Now, New Orleans no longer has a public hospital, though prior to Katrina, it was home to the nation’s oldest one. Before the storm, the city was home to thousands of units of affordable housing in a quartet of housing projects locals now call the “Big Four.” Large portions of the Big Four had escaped with little or no water damage. Yet elected officials chose to bulldoze all four anyway. The largest housing recovery program in U.S. history, “Road Home,” was created in the months after Katrina. But money was disbursed based on the appraised value of a home rather than the cost of rebuilding, even though a home in a white community was typically appraised at a far higher price than the same house in a black community. Five years after the storm, a federal judge sided with black homeowners in a racial discrimination suit against the program. But by then officials had already spent more than 98 percent of the $13 billion that the federal government had committed to Road Home.

Katrina was not an equal opportunity storm.

The irony—the tragedy—is that despite the efforts of people like Jimmy Reiss to make New Orleans a less poor city, something like the opposite has happened. The child poverty rate in New Orleans is now 40 percent—that’s higher than it was before the storm, and more than double the national average. The income disparity between rich and poor is so great that last year Bloomberg declared New Orleans the country’s most “unequal” city. And it’s hardly just the poor who are suffering. The median black household in New Orleans in 2013 was $30,000—$5,000 less than it was in 2000, adjusted for inflation. By contrast, median household income in the white community increased by 40 percent over that same period and now stands at more than $60,000.  The same young energy that is helping rejuvenate urban communities across the country is part of the New Orleans story. But that just calls into greater relief those who have been left behind during recent prosperity.

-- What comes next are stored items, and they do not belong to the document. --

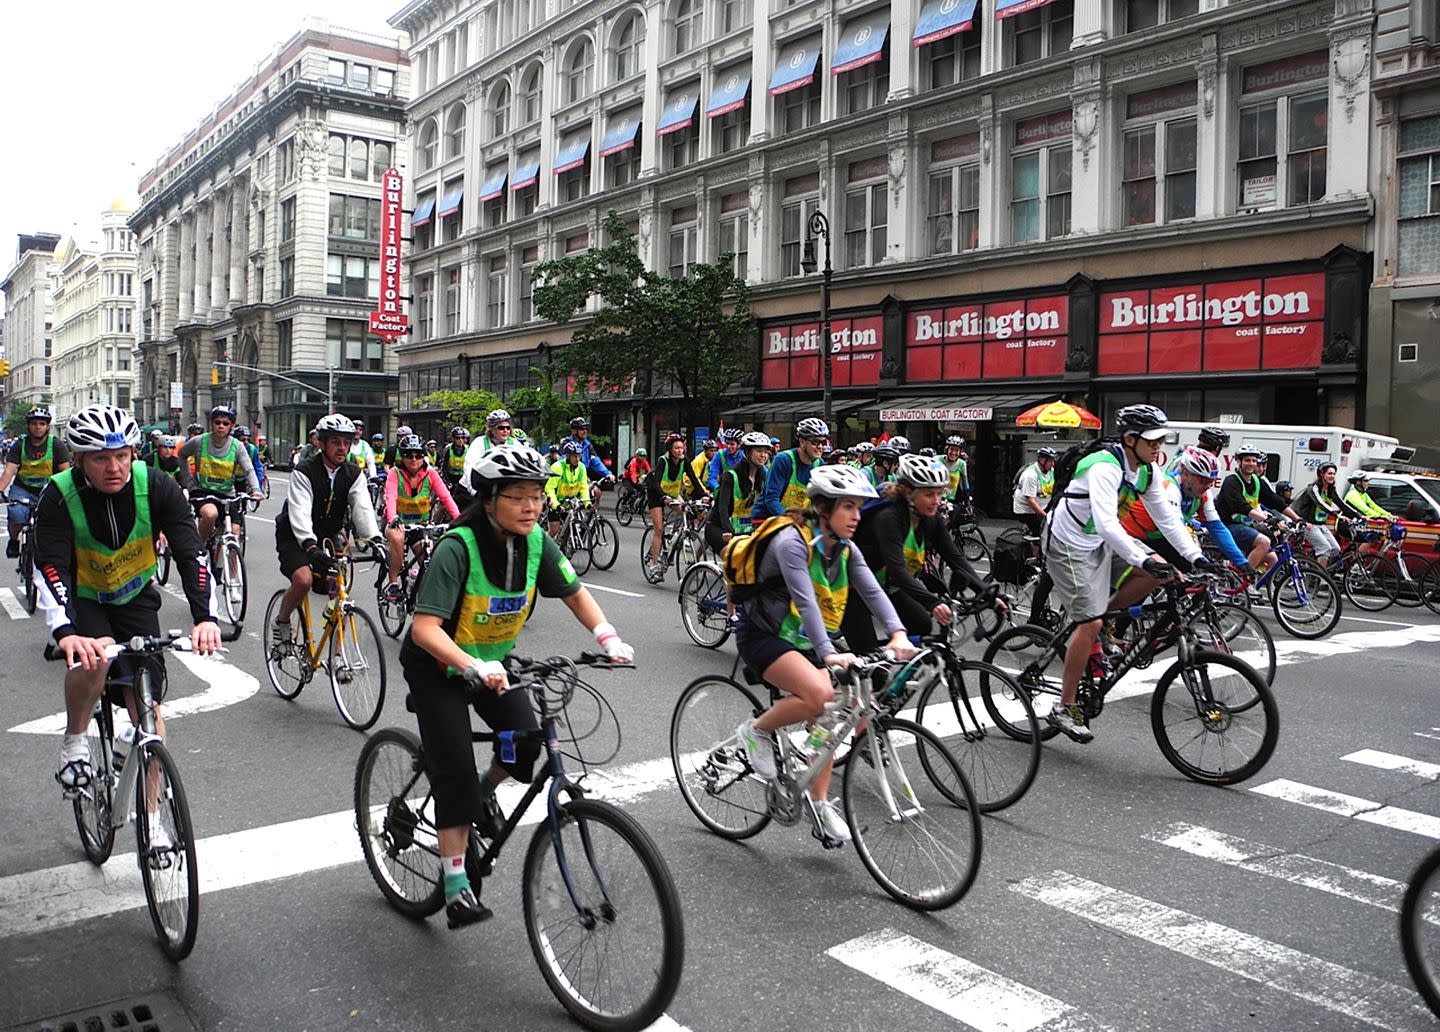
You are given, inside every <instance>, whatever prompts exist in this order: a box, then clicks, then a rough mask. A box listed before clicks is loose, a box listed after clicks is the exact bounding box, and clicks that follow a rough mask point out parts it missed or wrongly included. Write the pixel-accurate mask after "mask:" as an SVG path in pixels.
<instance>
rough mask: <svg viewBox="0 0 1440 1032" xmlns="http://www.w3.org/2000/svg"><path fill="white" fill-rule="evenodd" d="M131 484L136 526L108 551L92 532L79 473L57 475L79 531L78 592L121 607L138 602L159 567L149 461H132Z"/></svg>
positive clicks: (64, 498)
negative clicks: (156, 555) (82, 495)
mask: <svg viewBox="0 0 1440 1032" xmlns="http://www.w3.org/2000/svg"><path fill="white" fill-rule="evenodd" d="M130 482H131V484H132V485H134V491H135V525H134V527H131V528H130V537H128V538H125V541H124V544H121V546H120V547H118V548H108V547H105V546H104V544H101V543H99V541H98V540H96V538H95V535H94V534H92V533H91V528H89V520H86V518H85V508H84V507H82V505H81V495H79V488H78V486H76V485H75V472H73V471H72V469H66V471H65V472H63V474H56V475H55V486H56V488H59V491H60V497H62V498H63V499H65V510H66V511H68V512H69V514H71V524H72V525H73V527H75V593H76V594H78V596H79V597H82V599H89V600H91V602H98V603H101V605H104V606H122V605H125V603H127V602H130V600H131V599H134V597H135V596H137V594H140V593H141V592H143V590H144V587H145V584H148V583H150V577H151V576H154V573H156V567H157V566H158V563H157V561H156V538H154V534H153V531H151V525H150V468H148V466H145V463H144V462H131V463H130Z"/></svg>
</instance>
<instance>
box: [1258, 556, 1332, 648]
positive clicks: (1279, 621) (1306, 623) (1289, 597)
mask: <svg viewBox="0 0 1440 1032" xmlns="http://www.w3.org/2000/svg"><path fill="white" fill-rule="evenodd" d="M1270 607H1272V609H1273V610H1274V619H1277V620H1279V622H1280V626H1282V628H1284V629H1286V632H1289V633H1290V635H1293V636H1295V638H1309V639H1313V638H1323V636H1325V635H1328V633H1331V630H1333V629H1335V625H1336V623H1339V622H1341V593H1339V589H1338V587H1335V581H1333V580H1331V576H1329V574H1328V573H1325V570H1322V569H1320V567H1319V566H1316V564H1315V563H1312V561H1310V560H1305V558H1292V560H1290V567H1289V569H1287V570H1286V569H1280V570H1276V571H1274V579H1273V580H1272V581H1270Z"/></svg>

These days, little recovery money is still coming to New Orleans. It might be a flood that explains the sorry state of so many of the city’s working and middle class communities, but New Orleans today is in the same boat as any city that has suffered blight and other ills due to the subprime meltdown and the disappearance of blue-collar jobs. The answer to this widespread suffering is a comprehensive urban plan—one that helps any metropolis with struggling neighborhoods that haven’t benefited from a general uptick in the fortune of the nation’s cities. But, of course, few in power are talking about anything so ambitious.